Rueben HaleThe West Australian
WAFarmers' new chief executive Stephen Brown.
Camera IconWAFarmers' new chief executive Stephen Brown. Credit: The West Australian

WAFarmers' new chief executive Stephen Brown says he has no plans for the organisation to continue making a loss.

Now in his 10th week as WAFarmers chief, Mr Brown said he was confident he had the plans in place to turn the embattled organisation around to a positive financial position within 12 months.

Mr Brown, originally from Narrogin, has had a career spanning 38 years in the agricultural industry, working for Wesfarmers, Farmpower and Bankwest in machinery and finance.

"I have no doubt that the worst of it is behind us and we can start to rebuild solidly from here onwards," Mr Brown said.

"First things first, we've got to fix the membership decline and this is part of the new structure. Wherever we find there has been a decline, we've got to reconnect with people."

Mr Brown said he planned to use the talents of the staff to recharge and reconnect with its stakeholders.

"We've got a very good events and marketing team and we found the forums we ran last year were very popular and we're going to extend on those significantly," he said

"There's a lot of avenues for funding that we haven't explored in the past to their full benefit, so at the moment everything is on the table and our budget is about to be done."

One of the avenues WAFarmers has explored is the lobby group's own-brand milk as a new revenue stream for the organisation.
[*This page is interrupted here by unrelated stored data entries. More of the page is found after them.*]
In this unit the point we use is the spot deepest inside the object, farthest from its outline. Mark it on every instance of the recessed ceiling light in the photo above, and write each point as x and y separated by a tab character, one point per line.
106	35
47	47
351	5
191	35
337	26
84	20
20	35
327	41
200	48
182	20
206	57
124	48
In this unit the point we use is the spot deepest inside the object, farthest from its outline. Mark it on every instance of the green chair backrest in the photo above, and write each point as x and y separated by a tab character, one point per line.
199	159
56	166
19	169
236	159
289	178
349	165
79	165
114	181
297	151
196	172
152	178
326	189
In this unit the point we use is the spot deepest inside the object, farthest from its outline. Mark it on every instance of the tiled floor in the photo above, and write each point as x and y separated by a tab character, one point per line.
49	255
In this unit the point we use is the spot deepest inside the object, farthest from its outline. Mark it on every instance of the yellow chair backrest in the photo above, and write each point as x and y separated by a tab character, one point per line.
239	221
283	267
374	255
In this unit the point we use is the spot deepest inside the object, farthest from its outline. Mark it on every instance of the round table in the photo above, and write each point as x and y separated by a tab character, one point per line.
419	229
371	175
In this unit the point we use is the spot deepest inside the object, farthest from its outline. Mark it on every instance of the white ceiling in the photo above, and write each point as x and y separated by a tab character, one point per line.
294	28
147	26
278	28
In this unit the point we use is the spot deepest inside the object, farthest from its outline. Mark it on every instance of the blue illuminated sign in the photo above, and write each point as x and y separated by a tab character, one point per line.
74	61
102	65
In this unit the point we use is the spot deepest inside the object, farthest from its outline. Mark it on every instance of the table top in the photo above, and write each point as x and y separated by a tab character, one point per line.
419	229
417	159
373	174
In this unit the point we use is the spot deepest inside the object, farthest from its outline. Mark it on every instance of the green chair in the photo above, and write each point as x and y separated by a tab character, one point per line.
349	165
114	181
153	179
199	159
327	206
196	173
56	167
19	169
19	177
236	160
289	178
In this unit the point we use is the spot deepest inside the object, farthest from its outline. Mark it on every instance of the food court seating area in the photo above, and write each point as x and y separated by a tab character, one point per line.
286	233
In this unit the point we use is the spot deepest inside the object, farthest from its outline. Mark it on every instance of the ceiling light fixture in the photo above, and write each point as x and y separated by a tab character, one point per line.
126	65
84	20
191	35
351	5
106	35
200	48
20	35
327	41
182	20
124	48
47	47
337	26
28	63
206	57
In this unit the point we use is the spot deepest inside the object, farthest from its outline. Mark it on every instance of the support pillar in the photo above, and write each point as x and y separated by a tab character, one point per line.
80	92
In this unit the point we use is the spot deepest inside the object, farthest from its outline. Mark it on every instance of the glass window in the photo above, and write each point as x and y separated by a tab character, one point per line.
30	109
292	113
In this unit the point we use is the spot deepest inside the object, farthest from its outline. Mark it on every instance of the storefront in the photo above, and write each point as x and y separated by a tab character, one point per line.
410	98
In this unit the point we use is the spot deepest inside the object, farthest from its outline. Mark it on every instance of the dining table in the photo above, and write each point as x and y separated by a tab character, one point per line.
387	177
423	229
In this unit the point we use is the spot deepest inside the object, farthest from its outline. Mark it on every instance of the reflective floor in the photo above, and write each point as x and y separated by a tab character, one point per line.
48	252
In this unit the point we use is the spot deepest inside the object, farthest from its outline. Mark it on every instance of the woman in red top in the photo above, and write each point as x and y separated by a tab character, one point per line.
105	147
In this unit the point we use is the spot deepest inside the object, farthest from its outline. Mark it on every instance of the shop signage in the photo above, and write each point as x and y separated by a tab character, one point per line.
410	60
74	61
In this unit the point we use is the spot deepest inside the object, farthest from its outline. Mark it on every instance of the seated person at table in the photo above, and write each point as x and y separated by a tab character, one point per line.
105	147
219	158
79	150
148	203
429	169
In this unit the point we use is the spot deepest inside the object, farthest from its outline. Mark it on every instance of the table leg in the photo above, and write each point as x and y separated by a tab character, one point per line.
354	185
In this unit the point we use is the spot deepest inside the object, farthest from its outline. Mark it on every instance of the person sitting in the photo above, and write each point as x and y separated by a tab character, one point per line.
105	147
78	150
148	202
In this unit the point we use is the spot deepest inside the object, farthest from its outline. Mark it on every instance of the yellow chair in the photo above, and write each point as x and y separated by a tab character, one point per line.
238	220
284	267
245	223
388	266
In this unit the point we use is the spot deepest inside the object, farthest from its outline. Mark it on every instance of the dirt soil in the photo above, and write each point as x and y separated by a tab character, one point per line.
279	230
Last month, WAFarmers announced the branded milk, to be sold at Coles supermarkets, would include a 20c per litre royalty paid to the lobby group from South West processor Parmalat for use of the brand.

"The milk will build an income string for us and take away the dependence on our members for income," Mr Brown said. "Probably one of the other things that we need to focus on is to further broaden our income stream so that we're not totally dependent on farmers.

"For example, 12 years ago CBH had 12,500 members and now they have 4200 members.

"The number of farmers diminishes every year through a combination of old age, retirement and financial reasons and as those people leave the industry, you've either got to keep putting your fees up, which doesn't work, or you've got to find other avenues for income streaming."

Mr Brown said if the branded milk was successful he was prepared to look at expanding into other foods.

"We'll get this one off the ground first and see how it goes and I don't want us to get too far ahead of ourselves on branding, but we are talking to people around the place about possibly ranging other things," he said.